Turtle’s eyes rounded with innocence. “He got hit at Aachen when we was clearing out each house in a block.”

“Badly, I hope,” I said vengefully.

“Smashed his shoulder real bad,” Turtle replied, shaking his head ruefully.

“Not low enough, huh?”

“Carlysle!” Laird bellowed.

I grinned up at him. “I have absolutely no use for Donald Warren.”

“Neither do I but your indiscretion is inappropriate for a young girl - “

“But not for a young boy?” I asked sweetly.

The major’s eyes were snapping with anger and he was barely containing his own temper.

“All right, Bailey. I’m here, you’re here, Warren’s back, and so is DeLord. What we have to do is get that revolver out to Edwards and run a ballistics check - “

“When the storm settles down,” Turtle interrupted.

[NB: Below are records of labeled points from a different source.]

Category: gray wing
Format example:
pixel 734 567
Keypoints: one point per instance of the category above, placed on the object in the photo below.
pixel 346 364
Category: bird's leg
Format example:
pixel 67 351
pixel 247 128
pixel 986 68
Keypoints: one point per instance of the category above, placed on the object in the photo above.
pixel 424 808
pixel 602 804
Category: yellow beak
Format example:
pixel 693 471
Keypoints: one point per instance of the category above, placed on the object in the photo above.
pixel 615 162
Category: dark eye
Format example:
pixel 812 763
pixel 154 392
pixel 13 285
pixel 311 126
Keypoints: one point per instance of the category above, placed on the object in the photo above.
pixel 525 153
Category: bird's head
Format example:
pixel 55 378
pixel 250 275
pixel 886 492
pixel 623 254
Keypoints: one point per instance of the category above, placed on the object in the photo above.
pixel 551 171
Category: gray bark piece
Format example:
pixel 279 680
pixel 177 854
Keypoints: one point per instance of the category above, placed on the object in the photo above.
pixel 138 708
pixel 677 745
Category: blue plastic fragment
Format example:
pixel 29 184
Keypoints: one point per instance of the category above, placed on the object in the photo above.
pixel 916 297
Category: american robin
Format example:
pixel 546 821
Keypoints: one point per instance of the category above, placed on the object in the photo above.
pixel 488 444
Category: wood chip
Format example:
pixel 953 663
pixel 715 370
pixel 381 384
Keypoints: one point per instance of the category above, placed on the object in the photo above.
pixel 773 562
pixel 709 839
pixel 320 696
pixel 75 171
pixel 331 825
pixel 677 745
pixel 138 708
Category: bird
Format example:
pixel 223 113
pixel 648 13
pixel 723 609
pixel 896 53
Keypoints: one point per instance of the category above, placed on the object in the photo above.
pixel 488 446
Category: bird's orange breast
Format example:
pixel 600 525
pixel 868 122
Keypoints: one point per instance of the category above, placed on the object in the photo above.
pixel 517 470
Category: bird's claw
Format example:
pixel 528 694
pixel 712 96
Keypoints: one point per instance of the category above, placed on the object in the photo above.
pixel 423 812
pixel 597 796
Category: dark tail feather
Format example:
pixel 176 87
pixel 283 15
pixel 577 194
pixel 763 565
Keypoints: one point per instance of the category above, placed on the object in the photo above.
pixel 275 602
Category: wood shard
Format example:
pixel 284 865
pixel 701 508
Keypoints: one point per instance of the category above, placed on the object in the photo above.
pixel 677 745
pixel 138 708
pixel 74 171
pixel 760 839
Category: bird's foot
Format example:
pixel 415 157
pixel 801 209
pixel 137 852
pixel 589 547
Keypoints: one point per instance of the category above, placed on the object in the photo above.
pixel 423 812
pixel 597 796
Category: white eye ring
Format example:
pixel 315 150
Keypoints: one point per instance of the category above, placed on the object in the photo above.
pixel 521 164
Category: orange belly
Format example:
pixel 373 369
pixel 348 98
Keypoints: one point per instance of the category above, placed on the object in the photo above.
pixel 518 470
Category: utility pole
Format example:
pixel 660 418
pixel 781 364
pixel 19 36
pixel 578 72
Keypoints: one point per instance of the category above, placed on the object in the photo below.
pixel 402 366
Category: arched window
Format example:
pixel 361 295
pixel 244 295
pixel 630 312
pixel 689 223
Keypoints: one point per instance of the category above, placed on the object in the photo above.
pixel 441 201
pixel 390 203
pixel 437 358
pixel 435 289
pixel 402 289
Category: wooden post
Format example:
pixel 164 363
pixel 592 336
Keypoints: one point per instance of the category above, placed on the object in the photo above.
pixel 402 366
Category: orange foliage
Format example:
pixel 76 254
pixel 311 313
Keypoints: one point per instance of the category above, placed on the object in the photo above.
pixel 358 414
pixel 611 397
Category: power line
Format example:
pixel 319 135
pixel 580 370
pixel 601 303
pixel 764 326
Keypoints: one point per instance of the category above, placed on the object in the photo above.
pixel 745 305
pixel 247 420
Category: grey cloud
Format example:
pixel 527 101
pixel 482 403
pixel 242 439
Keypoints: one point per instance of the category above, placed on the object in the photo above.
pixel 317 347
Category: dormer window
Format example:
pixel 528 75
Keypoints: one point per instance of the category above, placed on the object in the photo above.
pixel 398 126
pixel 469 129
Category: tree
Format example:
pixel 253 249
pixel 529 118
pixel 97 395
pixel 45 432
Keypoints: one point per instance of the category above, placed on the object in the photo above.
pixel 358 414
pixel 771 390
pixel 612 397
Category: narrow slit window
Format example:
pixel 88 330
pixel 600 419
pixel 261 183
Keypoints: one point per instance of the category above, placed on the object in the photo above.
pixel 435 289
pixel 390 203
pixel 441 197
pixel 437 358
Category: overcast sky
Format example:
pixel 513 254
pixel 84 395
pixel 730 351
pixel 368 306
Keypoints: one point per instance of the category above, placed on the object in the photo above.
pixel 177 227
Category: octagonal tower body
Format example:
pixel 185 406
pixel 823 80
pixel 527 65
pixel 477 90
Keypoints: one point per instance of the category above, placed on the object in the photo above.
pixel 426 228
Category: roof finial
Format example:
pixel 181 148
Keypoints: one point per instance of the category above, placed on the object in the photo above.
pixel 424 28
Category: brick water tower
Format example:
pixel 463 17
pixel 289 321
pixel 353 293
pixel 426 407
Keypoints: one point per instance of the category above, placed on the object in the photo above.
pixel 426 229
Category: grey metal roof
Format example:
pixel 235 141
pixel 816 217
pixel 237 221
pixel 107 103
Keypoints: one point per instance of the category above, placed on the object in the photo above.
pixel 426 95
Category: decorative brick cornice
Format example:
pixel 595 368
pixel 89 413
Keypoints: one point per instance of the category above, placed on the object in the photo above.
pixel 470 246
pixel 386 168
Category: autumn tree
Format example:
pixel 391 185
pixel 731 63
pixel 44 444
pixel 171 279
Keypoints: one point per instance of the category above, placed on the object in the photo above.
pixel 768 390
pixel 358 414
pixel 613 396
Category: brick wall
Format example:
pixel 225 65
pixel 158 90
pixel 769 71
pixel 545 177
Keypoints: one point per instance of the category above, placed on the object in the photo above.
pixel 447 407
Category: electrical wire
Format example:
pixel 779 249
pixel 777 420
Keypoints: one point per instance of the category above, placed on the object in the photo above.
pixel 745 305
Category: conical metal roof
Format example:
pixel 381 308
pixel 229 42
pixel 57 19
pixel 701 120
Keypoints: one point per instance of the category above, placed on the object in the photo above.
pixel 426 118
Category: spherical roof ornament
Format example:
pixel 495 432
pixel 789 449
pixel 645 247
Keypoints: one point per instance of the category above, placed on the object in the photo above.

The wind had indeed risen in volume and ferocity, as if stirred by the tenor of our arguments. Snow lashed at the windows, some particles sifting in around the old casements. Regan Laird turned towards the windows, listening to the storm’s violence. His mouth curled in a faint smile as he realized the elements had abetted the sergeant’s moratorium.

“That’s a real cold sound, Major,” Turtle said blandly.

I wondered if the major knew Ed Bailey as well as I did, because I knew that nothing was going to stop Turtle from killing Donald Warren. And I had no intention of apprising the major of that knowledge.

Regan Laird looked speculatively at me. Abruptly I got to my feet, to break his train of thought lest I inadvertently betray myself.

“Good God, dinner!” I exclaimed with real feeling and dashed to the kitchen.